In October of that year, HBC created a dedicated investment and real estate business, HBC Properties and Investments, responsible for the operation of 40 million square feet of leasable area throughout North America.

In August 2021, Baker led the expansion of Hudson's Bay department stores with the launch of the company's online marketplace, TheBay.com.

Baker previously served as the non-executive chairman of the Retail Opportunity Investments Corporation, a real estate investment trust that was acquired by Blackstone Real Estate for $4 billion in 2025.

In 2024, Saks Global was spun off from HBC, with Baker as chairman of both, following Saks Global's acquisition of Neiman Marcus Group for $2.7B. In March 2025, HBC entered liquidation proceedings, with the potential to close all of the 80 Hudson's Bay stores in Canada.
Saks Global filed for chapter 11 bankruptcy after its acquisition of Neiman Marcus.

==Philanthropy==
Baker and his wife contributed $11 million to Cornell's Program in Real Estate, now the Baker Program in Real Estate in 2012.

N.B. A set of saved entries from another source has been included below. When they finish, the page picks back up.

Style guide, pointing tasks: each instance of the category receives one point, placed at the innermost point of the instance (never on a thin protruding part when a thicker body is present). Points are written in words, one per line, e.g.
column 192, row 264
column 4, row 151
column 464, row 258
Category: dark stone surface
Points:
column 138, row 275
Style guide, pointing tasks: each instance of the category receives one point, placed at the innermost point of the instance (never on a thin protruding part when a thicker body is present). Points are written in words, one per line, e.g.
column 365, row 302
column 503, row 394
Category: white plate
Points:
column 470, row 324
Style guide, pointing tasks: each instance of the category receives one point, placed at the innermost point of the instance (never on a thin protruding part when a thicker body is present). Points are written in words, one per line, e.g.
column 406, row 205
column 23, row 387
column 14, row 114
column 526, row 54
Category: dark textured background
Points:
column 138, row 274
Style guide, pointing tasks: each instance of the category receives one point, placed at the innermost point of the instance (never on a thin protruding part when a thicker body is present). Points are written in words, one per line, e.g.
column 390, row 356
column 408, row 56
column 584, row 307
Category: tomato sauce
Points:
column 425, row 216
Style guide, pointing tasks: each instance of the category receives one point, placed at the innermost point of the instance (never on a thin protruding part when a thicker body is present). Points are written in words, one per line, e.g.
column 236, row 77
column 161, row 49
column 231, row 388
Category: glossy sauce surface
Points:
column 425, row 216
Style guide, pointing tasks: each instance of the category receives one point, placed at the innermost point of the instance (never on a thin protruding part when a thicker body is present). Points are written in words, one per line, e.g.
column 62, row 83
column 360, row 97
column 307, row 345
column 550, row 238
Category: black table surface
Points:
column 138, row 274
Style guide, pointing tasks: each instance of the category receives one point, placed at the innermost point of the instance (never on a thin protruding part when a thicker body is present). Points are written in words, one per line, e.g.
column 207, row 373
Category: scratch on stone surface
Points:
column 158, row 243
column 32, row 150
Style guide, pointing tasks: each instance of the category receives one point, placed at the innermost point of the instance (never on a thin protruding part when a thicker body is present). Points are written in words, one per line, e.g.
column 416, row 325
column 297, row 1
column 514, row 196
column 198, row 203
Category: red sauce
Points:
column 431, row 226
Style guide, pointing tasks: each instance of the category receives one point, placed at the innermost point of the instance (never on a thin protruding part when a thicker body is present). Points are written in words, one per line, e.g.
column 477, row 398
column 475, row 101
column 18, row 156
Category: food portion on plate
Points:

According to HBC, as Chairman of the Hudson's Bay Foundation, Baker has overseen the disbursement of more than million in cash and in-kind donations to Canadian charities, to include the Canadian Olympic Foundation, the Paralympic Foundation of Canada, The Centre for Addiction and Mental Health, and the Children's Aid Foundation of Canada.

In 2013, under Baker's leadership, the Hudson's Bay Company announced that it had directed $200,000 to the American Red Cross and Canadian Red Cross in support of Typhoon Haiyan relief efforts in the Philippines. Following the Western Africa Ebola Outbreak in 2014, the Hudson's Bay Company Foundation again partnered with the Canadian Red Cross to match $50,000 in donations to support emergency response operations in affected countries and combat the spread of the virus. In 2021, the Foundation announced the launch of the Hudson's Bay Charter for Change initiative to accelerate racial equity in Canada with a $30 million gift spread over 10 years. In 2022, Baker announced the donation of an historic building in downtown Winnipeg by HBC to the First Nations people.

Baker also is President of the Saks Fifth Avenue Foundation. As of October 2022, the Foundation announced that it had donated over $5.8 million to various US mental health initiatives.

==Personal life==
He is married to Lisa Marie Burrell. They have three children.